Já Salgado falhou em 2011 e 2012 por três vezes o pagamento dos seus compromissos fiscais, e, em 2013 assumiu um alegado “presente” de 14 milhões oferecido pelo cliente José Guilherme. O BdP manteve-o em funções até ao fim. Está hoje a ser investigado por burla, falsificação de documentos e branqueamento de capitais e abuso de confiança.

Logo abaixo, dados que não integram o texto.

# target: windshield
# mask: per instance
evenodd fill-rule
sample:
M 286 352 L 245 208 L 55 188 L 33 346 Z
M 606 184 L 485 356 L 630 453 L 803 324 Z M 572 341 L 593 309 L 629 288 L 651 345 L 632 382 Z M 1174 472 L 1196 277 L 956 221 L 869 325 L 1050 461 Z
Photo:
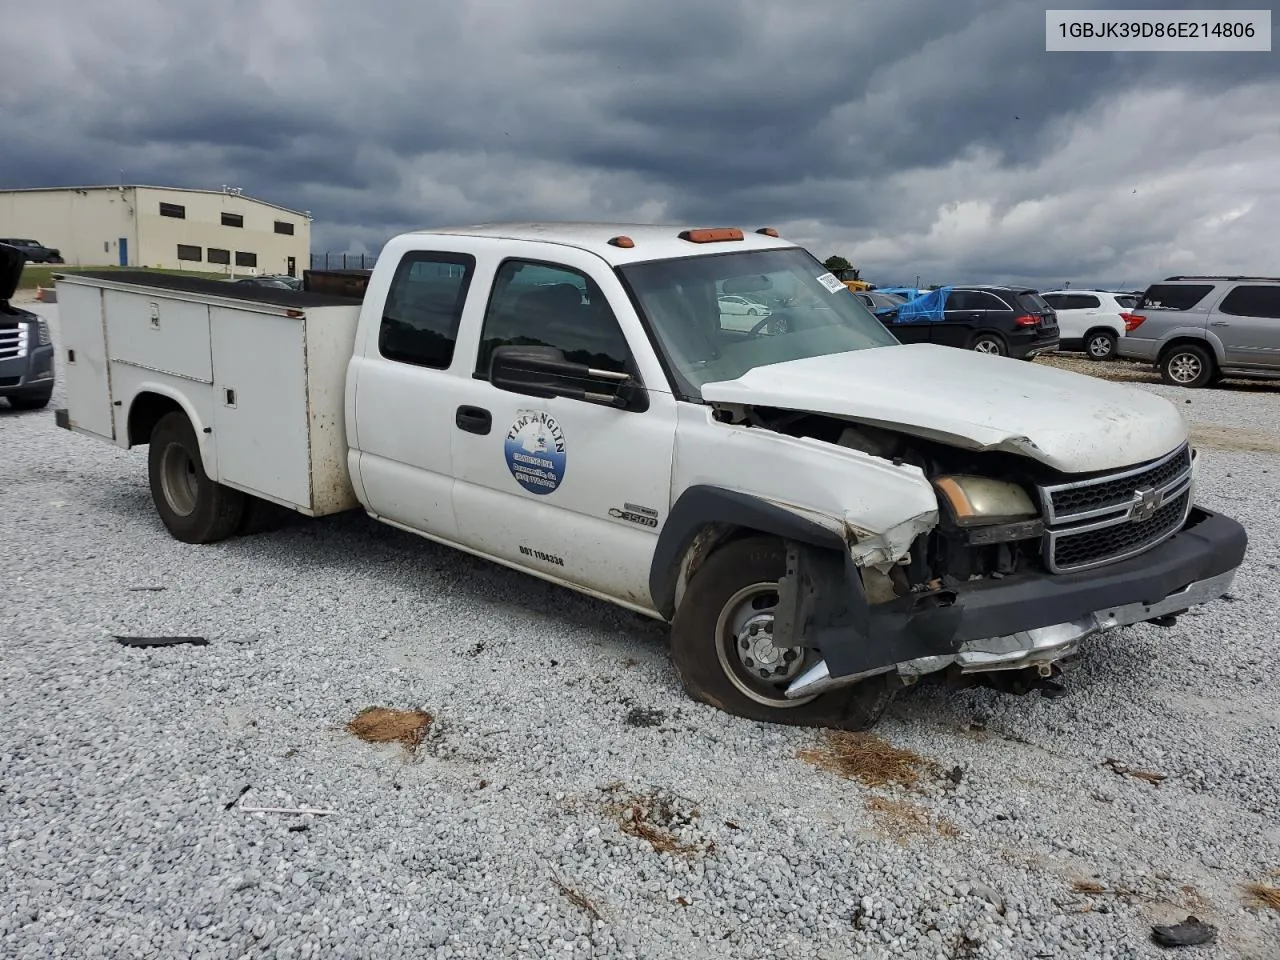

Quando há falhas de supervisão bancárias, em regra, as responsabilidades são partilhadas com os conselhos de administração, as comissões fiscais, os auditores internos e externos, as agências de rating. Nenhuma destas entidades se pode excluir dos acontecimentos que culminaram no desaparecimento do BES. No dossier falhou a CMVM ao não impedir o banco de vender em larga escala aos seus clientes de retalho dívida do GES (os fundos tinham 80% dos investimentos, 2200 milhões, concentrados em empresas do GES insolventes) e ao ignorar a relação inquinada do GES com a Portugal Telecom (que tinha mais de 90% da sua tesouraria aplicada no GES) expressa, aliás, na documentação que era enviada às autoridades. E falhou a ministra das Finanças, Maria Luís Albuquerque, que em articulação com o BdP, é a última responsável por garantir a estabilidade do sistema financeiro e que perante todos os sinais não foi capaz de antecipar os acontecimentos. Preocupado em não infectar a saída limpa da troika, o Governo de Passos Coelho meteu a cabeça debaixo da areia.